How does an instruction decoder tell the difference between a prefix and a primary opcode?

Tags:

I'm trying to wrap my head around the x86 instruction encoding format. All the sources that I read still make the subject confusing. I'm starting to understand it a little bit but one thing that I'm having trouble with understanding is how the CPU instruction decoder differentiates an opcode prefix from an opcode.

I'm aware that the whole format of the instruction basically depends on the opcode (with extra bit fields defined in the opcode of course). Sometimes the instruction doesn't have a prefix and the opcode is the first byte. How would the decoder know?
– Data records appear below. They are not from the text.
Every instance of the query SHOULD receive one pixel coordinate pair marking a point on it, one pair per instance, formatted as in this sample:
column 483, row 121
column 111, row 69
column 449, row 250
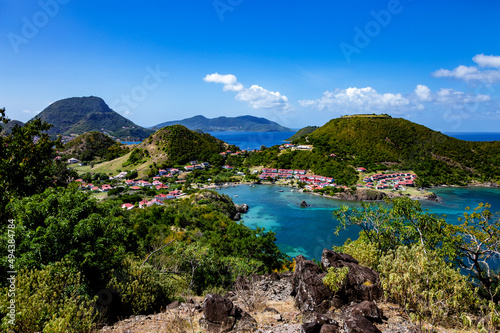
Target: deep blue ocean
column 475, row 136
column 308, row 231
column 254, row 140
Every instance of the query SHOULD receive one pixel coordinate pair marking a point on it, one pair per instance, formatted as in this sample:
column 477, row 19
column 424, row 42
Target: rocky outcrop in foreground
column 285, row 303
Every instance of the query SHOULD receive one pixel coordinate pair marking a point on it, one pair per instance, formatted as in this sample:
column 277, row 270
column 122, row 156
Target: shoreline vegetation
column 425, row 194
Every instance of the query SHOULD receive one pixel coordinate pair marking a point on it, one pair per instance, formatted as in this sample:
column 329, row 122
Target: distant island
column 71, row 117
column 222, row 124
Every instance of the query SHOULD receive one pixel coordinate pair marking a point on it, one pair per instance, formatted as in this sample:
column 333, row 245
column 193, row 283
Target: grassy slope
column 440, row 158
column 170, row 145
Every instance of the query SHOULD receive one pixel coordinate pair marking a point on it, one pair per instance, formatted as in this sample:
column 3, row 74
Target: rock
column 369, row 310
column 316, row 322
column 329, row 329
column 242, row 283
column 362, row 283
column 173, row 305
column 273, row 310
column 310, row 328
column 274, row 276
column 359, row 324
column 245, row 322
column 243, row 208
column 307, row 287
column 216, row 308
column 220, row 315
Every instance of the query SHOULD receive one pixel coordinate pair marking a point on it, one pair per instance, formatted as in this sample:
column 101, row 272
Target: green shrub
column 335, row 278
column 426, row 285
column 52, row 299
column 143, row 289
column 363, row 251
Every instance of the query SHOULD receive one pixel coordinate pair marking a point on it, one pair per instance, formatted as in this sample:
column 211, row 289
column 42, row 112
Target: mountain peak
column 240, row 123
column 84, row 114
I'm assuming that the instruction decoder would be able to tell the difference because opcode bytes and prefix bytes would not share the same binary values. So the decoder can tell if the unique binary number in the byte is an instruction or a prefix. For example (In this example we will stick to single byte opcodes) a REX or LOCK prefix would not share the same byte value as any opcode in the architecture's instruction set.

342

asked Aug 23 '21 20:08

Daniel Catalano

1 Answers

Traditional (single-byte) prefixes are different from opcode bytes like you said, so a state machine can just remember which prefixes it's seen until it gets to an opcode byte.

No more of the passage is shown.